Tyler attorney Don Kent spends most days reviewing case files and helping his wife prepare for court.

He’s part of the Kent, Anderson, Bush, Frost and Metcalf law firm and married to one of Smith County’s most versatile and recognizable court figures, retired State District Judge Cynthia Kent.

For most of his career, Kent, 65, specialized in defending product liability cases, business and medical malpractice suits, sifting through medical books and research to glean important findings for clients.
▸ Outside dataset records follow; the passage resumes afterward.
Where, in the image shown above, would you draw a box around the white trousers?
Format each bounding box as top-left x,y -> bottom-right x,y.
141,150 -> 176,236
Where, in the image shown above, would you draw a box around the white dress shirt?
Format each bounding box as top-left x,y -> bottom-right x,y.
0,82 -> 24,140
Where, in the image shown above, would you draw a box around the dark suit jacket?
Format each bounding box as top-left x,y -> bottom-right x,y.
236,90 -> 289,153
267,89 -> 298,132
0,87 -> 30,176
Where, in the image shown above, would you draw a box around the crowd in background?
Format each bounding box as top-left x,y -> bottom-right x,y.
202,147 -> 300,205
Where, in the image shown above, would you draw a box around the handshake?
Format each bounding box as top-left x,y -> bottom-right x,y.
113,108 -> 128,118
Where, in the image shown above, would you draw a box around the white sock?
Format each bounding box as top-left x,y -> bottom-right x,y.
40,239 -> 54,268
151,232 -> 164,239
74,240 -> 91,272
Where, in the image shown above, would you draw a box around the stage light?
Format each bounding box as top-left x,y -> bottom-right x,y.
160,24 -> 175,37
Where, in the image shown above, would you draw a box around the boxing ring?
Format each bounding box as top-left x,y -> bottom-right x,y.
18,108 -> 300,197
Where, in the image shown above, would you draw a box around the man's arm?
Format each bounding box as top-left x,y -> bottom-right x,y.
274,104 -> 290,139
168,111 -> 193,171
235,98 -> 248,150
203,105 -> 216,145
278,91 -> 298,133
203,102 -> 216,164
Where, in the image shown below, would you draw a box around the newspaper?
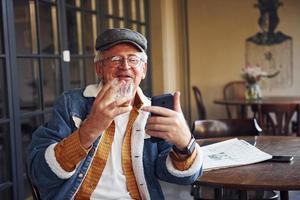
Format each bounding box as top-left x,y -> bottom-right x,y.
202,138 -> 272,171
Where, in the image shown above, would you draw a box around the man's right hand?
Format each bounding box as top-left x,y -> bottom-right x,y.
79,80 -> 132,148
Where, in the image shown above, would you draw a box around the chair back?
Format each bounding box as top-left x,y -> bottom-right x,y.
257,104 -> 297,135
192,86 -> 206,120
223,81 -> 246,119
192,119 -> 262,139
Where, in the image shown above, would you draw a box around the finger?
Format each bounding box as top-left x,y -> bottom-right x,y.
96,79 -> 117,99
103,79 -> 126,100
112,105 -> 132,117
147,124 -> 176,133
146,130 -> 166,139
147,116 -> 174,124
174,91 -> 182,113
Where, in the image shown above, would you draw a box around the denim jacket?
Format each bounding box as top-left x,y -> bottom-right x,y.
27,85 -> 203,200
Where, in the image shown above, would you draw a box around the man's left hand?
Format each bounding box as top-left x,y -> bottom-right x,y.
142,92 -> 191,149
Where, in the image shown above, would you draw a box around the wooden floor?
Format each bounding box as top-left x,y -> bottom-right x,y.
160,181 -> 300,200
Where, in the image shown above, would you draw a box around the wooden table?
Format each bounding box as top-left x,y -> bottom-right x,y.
195,136 -> 300,200
214,96 -> 300,136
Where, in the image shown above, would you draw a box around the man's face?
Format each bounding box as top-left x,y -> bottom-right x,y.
96,43 -> 147,91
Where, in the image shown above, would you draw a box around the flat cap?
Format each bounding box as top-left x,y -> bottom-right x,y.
95,28 -> 147,51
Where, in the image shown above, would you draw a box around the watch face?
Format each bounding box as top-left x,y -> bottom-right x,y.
187,138 -> 196,155
173,137 -> 196,155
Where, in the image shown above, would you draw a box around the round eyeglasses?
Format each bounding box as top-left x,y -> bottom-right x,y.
100,55 -> 145,68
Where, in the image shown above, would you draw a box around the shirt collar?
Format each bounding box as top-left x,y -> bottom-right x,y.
83,82 -> 151,108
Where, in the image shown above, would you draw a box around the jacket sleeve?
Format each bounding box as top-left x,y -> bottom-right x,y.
27,93 -> 80,190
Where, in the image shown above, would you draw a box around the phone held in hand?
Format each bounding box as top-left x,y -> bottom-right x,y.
151,94 -> 174,143
268,156 -> 294,162
151,94 -> 174,115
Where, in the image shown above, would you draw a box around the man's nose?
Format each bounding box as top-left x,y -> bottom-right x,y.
119,58 -> 131,69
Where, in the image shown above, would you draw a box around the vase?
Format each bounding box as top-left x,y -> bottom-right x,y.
245,83 -> 261,100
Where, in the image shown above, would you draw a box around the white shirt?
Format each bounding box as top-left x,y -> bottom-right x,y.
90,112 -> 132,200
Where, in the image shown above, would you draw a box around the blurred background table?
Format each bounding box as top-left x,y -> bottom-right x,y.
214,96 -> 300,136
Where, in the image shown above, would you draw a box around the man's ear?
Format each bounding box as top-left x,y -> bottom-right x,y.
142,63 -> 147,80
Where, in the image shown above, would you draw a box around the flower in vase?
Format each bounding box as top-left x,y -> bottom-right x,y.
241,66 -> 280,100
241,66 -> 280,84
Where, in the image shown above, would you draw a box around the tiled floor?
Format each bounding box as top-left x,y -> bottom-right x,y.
160,182 -> 300,200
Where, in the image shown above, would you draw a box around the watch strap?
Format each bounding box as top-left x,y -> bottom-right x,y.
173,135 -> 196,155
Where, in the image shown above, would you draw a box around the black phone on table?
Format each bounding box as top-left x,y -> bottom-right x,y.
151,94 -> 174,142
269,156 -> 294,162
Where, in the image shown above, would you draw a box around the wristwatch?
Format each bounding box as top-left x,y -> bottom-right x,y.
173,135 -> 196,155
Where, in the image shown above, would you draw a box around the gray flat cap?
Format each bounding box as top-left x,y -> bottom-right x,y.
95,28 -> 147,51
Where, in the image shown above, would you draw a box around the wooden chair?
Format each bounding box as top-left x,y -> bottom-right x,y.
26,166 -> 42,200
192,119 -> 262,139
192,86 -> 206,120
191,119 -> 278,200
223,81 -> 246,119
256,104 -> 297,135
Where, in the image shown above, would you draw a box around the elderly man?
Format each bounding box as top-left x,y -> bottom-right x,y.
27,29 -> 203,200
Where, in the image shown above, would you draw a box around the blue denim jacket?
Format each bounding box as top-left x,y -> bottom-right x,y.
27,83 -> 203,200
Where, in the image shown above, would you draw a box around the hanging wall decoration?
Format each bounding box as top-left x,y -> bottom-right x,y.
246,0 -> 293,90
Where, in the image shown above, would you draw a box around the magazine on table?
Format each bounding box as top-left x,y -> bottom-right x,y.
202,138 -> 272,171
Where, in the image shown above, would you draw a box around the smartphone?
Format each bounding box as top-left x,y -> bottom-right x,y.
151,94 -> 174,116
151,94 -> 174,143
269,156 -> 294,162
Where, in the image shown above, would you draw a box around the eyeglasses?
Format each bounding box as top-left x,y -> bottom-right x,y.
100,55 -> 145,68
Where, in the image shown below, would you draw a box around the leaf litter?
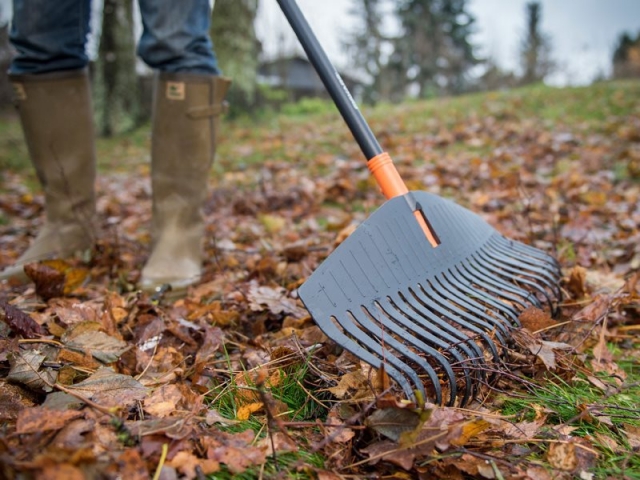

Ever the student, Kent enjoyed professional success, but also enormous personal satisfaction, as there was always something new to learn and investigate.

But in a twist of fate, there is a new chapter unfolding in Kent’s life, not as an observer of medicine but as a patient, on the opposite side of the stethoscope, as someone newly diagnosed with dementia.

It’s a journey that started several months ago after he began experiencing symptoms unusual for him: memory lapses, a loss of consciousness and personality changes.

Doctors ultimately linked the symptoms to Lewey body dementia, a little-known type of brain ailment that affects not just someone’s cognitive abilities, but other body systems as well, such as mood and senses.

It was a shocking diagnosis for a man whose brain is a sponge for knowledge.

“Nothing treats the disease,” he said. “I’ve got a non-curable, non-treatable brain disease that is going to leave me demented at some point - that’s a very staggering thing to learn.”

NOT ALONE

The Kent family is not alone in this unfamiliar life journey.

At the local level, an estimated 4,000 people in Smith County are living with Alzheimer’s disease, but thousands more are affected when you count those caring for them.

There are about 350,000 cases in the Lone Star State and about 5 million nationally, the latter number expected to rise to about 16 million by 2050.

Local experts expect the next few years to bring a sharp increase in the number of known cases in this state alone.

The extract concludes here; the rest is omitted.